Familia Joyce en Paris en 1924: James Joyce, Giorgio Joyce, Nora Barnacle, Lucia Joyce (Fuente).

A menudo los autores simplemente han necesitado una vida despreocupada de obligaciones para poder dedicarse de lleno a la escritura. En esos casos, el trabajo de las esposas ha consistido en despejar el camino lo máximo posible para que el escritor pudiera entregarse por completo a su obra, sin ser molestado por distracciones mundanas. Es lo que ocurrió con Jessie Conrad, esposa de Joseph Conrad, y también pasó con Nora Joyce, la mujer de James Joyce. Según cuenta Jeffrey Meyers en su ensayo Married to genius, ambas proporcionaron una especie de estabilidad para unos maridos excesivamente nerviosos. Conrad, por cierto, utilizó además algunas de las ideas de su hermana Alice para elaborar sus propias historias.

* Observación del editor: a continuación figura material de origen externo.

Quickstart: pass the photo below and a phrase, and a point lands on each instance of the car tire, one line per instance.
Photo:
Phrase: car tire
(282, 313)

Sin embargo, no todas la esposas asumieron un rol pasivo: Jane Carlyle, pareja de Thomas Carlyle, tenía alma de intelectual y se vio obligada a asumir un papel de guardián de su marido, algo que hizo que se sintiera cada vez más amargada y resentida. Nabokov es otro ejemplo, probablemente uno de los más ilustres, de este tipo. Su esposa, Vera, era su mecanógrafa, su correctora de pruebas, su editora, su agente, su directora comercial, su chófer, compartían un diario e, incluso, le cortaba la comida. Todo, menos su compañera de cama, según el biógrafo de Nabokov, Brian Boyd. Se rumoreaba que incluso llevaba una pistola en su bolso para proteger a su marido. Y también corrieron rumores de que Vera era la escritora de la relación, porque era ella quien usaba la máquina de escribir, mientras que Vladimir escribía en todas partes excepto en su escritorio: en la cama, en el baño o en el asiento trasero de su coche, por supuesto, conducido por Vera. También se le atribuye a menudo el mérito de ser la verdadera razón por la que se publicó Lolita, ya que en repetidas ocasiones impidió que el manuscrito terminara en la basura.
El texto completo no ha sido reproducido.